The knowledge of principles and trends in the development of marketing tools enables the specialist to take into account changes in his next project and meet the requirements of the time at the appropriate professional level.
Step 4: Benchmark
In marketing today, there is no shortage of numbers. No matter how a company sets up its marketing function, digital metrics are a must. This can be statistics about ad impressions, visualizations of content in social networks, conversions of website visitors or personal landing pages, etc.
The peculiarity of this stage is not so much the quick effect of documenting the actions taken, but rather checking whether the existing campaigns show any anomalies.
Stage 5: Communicate with colleagues
Marketers are definitely not one of those experts who go it alone. Even if you’re the only person in your company representing the marketing function, you may have discussions with sales reps, service providers, support reps, and more.
Interacting with peers is key to a marketer’s job, as it identifies pressing issues on the agenda that require their attention.
Stage 6: Research and segmentation of target audience
The most important thing for marketers is to understand their consumers. Your own research skills to determine what your target audience is talking about and how you guide the discussion helps prepare your campaign.
Understanding needs should help better segment consumer audiences.
Step 7: Content Creation
Even if companies don’t explicitly focus on content marketing, it still exists in corporate communications. This can be social media posts, email newsletter texts, announcement calls, etc.
Finding a great idea and creating an empty bench can help drive an ad campaign and attract more attention.
Step 8: Find new ideas
The unanswered question for marketers is what to do next, and what will be the next step. Thinking about everything on your own is problematic, so you must take every opportunity to involve colleagues and partners in the search and discussion of new ideas.
Step 9: Test
Every original idea is worth checking and testing for its viability and validity.

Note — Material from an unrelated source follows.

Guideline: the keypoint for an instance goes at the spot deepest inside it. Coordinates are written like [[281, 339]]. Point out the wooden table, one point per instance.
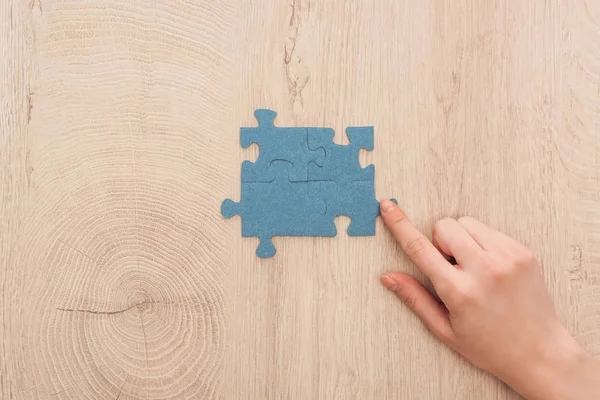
[[119, 138]]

Those who are constantly working on developing and testing new marketing strategies are sure to find the best of them.
Step 10. Analysis
The rigorous scrutiny of the work itself allows sellers to assess work done and unfinished for the day. This constant reflection helps identify what needs to be fixed and improved.
Seasoned sellers perform this daily ritual in the sequence of steps above. Not only does it help them with their current marketing tasks, but it also keeps their skills up to date, which gives them the opportunity to try new things and turn innovative ideas into action.